Corpo clínico do Hospital Regional de Ponta Porã paralisam atendimento e escrevem carta aberta cobrando salários da Secretaria de Estado de Saúde de Mato Grosso do Sul
O Hospital Regional Dr. José de Simone Netto (Hospital Regional de Ponta Porã) está funcionando, novamente, com cerca de 30% de sua capacidade total. A paralisação se deu por conta da dívida de aproximadamente R$ 5 milhões que a Secretaria Estadual de Saúde tem com o Instituto Gerir, que administra o Hospital.
A Diretoria do Hospital mantem um dialogo constante com toda a equipe e fornecedores para garantir que o maior número possível de pessoas sejam atendidos, apesar das condições, mas admite que a situação no Hospital está piorando a cada dia pela falta dos repasses.
Os médicos anestesistas cancelaram cirurgias eletivas e ortopédicas, e comunicaram que até receberem, farão apenas cirurgias de urgência e emergência. Os funcionários do setor de UTI (Unidade de Terapia Intensiva) também afirmaram que vão parar pela falta de pagamentos e insumos para os atendimentos. No pronto-socorro, os médicos iniciaram “operação tartaruga” e a Polícia Militar teve que ser chamada para conter pacientes que esperavam há horas sem atendimento.
O setor de lavanderia também fornecerá apenas 30% do enxoval necessário. Nesta manhã, funcionários do Hospital escreveram uma carta sobre o descontentamento por causa dos atrasos e colaram por todos os corredores da instituição.

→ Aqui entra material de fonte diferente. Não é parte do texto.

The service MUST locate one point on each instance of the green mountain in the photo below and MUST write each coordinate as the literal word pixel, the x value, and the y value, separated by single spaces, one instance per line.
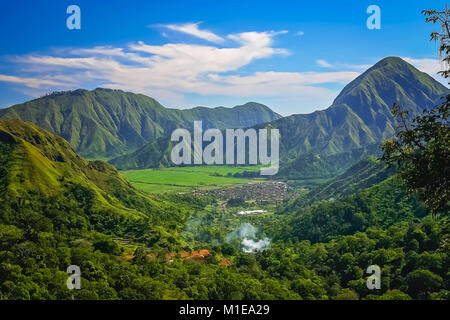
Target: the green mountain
pixel 358 120
pixel 107 123
pixel 325 143
pixel 42 178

O trecho inicial do documento diz, “Nosso hospital realizou nos últimos três meses uma média de 6.000 atendimentos/mês. São 200 atendimentos por dia. O mesmo número de pacientes é atendido no Einstein (Hospital Israelita Albert Einstein), com uma equipe três vezes maior. Infelizmente”.
“E com isso a piora da qualidade e quantidade de atendimento é inevitável. Na semana passada, a lavanderia passou a fornecer 30% da rouparia total, porque já se somavam quatro meses sem pagamento. Qual casa fica em pé quatro meses sem dinheiro? Por esse motivo, cirurgias eletivas de vesícula e hérnia foram canceladas. Cirurgias ortopédicas foram canceladas.”, diz outro trecho do documento.
Ainda na carta, eles relatam que a UTI completa 60 dias sem repasse e a equipe médica não recebeu pagamento referente a julho e pagamento referente a agosto já vence no próximo dia 20. “Só quem já precisou de um leito sabe sobre o atendimento de primeira linha oferecido lá. A lavanderia voltou a funcionar com a promessa de que todos os pagamentos atrasados seriam feitos até sexta-feira dia 01/09. Não foi o que aconteceu. O pagamento foi de apenas um mês dos quatro sem o devido pagamento”, descreve outro trecho do documento.
“Até quando vamos ter que esperar? Até quando a população de Ponta Porã vai ser punida, e vai deixar de receber o atendimento que merece?”, finalizam os funcionários, pedindo desculpas à população e afirmando que “não irão desistir”.